The canonical example is the complement of HALT: the language of all non-halting TM/input pairs.

Looking at the bigger picture

It might also help to zoom out a bit and place both classes in a larger hierarchy to see them in a more global picture. The following inclusions are widely believed to be all strict, although some are unproven:

Graphviz source code:

digraph {
    subgraph cluster_nre {
        label="Non-recursively enumerable"
        subgraph cluster_re {
            label="Recursively enumerable (RE)"
            subgraph cluster_recursive {
                label="Recursive (R)"
                subgraph cluster_exptime {
                    label="Exponential time (EXPTIME)"
                    subgraph cluster_context_sensitive {
                        label="Context sensitive (CSG)"
                        subgraph cluster_p {
                            label="Polynomial time (P)"
                            subgraph cluster_context_free {
                                label="Context free (CFG)"
                                regular[label="Regular"]
                            }
                        }
                    }
                }
            }
        }
    }
}

We might also have a quick look at the worst case time complexity to decide if a given word belongs to some well known languages:

Language	Worse case time
Non-recursively enumerable	∞
Recursively enumerable	∞
Recursive	Finite (but possibly way worse than exponential)
Context-sensitive	Likely exponential (more precisely, PSPACE-complete, which likely requires exponential time but it's not proven)
Context-free	O(n^m) with 2 ≤ m < 3 (reduces to boolean matrix multiplication which occasionally gets new improved results, though there's no optimality proof yet)
Regular	O(n) (linear, can be converted to deterministic finite automaton)

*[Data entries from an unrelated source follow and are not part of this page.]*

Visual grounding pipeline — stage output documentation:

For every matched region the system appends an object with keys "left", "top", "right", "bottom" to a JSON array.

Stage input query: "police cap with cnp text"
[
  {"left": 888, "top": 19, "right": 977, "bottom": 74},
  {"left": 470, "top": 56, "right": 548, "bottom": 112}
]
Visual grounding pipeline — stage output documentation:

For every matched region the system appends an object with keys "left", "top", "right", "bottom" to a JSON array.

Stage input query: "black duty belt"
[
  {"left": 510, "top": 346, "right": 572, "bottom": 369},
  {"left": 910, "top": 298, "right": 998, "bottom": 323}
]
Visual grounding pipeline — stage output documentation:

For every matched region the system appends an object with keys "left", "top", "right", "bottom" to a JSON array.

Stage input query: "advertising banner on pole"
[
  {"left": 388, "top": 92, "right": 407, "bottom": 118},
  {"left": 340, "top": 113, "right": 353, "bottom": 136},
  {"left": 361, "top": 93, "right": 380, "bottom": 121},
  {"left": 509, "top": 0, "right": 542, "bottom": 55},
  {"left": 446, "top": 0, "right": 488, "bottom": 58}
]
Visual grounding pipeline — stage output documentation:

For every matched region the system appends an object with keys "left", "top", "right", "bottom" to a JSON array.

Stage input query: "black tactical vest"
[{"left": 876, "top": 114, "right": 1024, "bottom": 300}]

Hopefully all of this should make it clear that the distinction between R and RE has zero practical importance for programming, because in practice we can't really solve anything with exponential time complexity except for the smallest inputs. For practical purposes, what we care about is "is there a polynomial algorithm, and what is the exponent", so the classic "context-sensitive vs context-free vs regular" is where applications will be.

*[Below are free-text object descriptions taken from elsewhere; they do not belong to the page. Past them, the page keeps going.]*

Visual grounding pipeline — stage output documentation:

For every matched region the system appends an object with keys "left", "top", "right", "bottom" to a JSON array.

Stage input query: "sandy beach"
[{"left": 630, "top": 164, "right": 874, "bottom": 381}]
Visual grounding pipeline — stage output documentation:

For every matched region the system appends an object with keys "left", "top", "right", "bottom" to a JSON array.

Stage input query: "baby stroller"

There is however great mathematical and philosophical beauty in considering the higher hierarchies. To me it feels like there is this secret world of Gods, and that they have their hierarchy which we are trying to peer into.

Answer 2

The main difference is that in recursively enumerable language the machine halts for input strings which are in language L. but for input strings which are not in L, it may halt or may not halt.

When we come to recursive language it always halt whether it is accepted by the machine or not. if it accepted it reaches at (q accept) and halt. and if not accepted by the machine it directly reach (q halt).

Answer 3

You have the relationship between R and RE backwards: R is a (proper) subset of RE. Basically, a recursive language is one for which you have a total decider.

Recall a definition of recursively enumerable languages as one for which a partial decider exists; that is, a Turing machine which, given as input a word over your alphabet, will either correctly accept/reject the word according to your language, or if the word is not in your language, it may loop forever.

A recursive language, in contrast, is one for which a total decider exists, i.e. one that will never loop, and always halt in either an accepting or a rejecting state.

Putting these two definitions next to each other, it is obvious that a recursive language is also recursively enumerable, since the total decider is also a partial one (it just never "chooses" to loop instead of halting with a correct answer).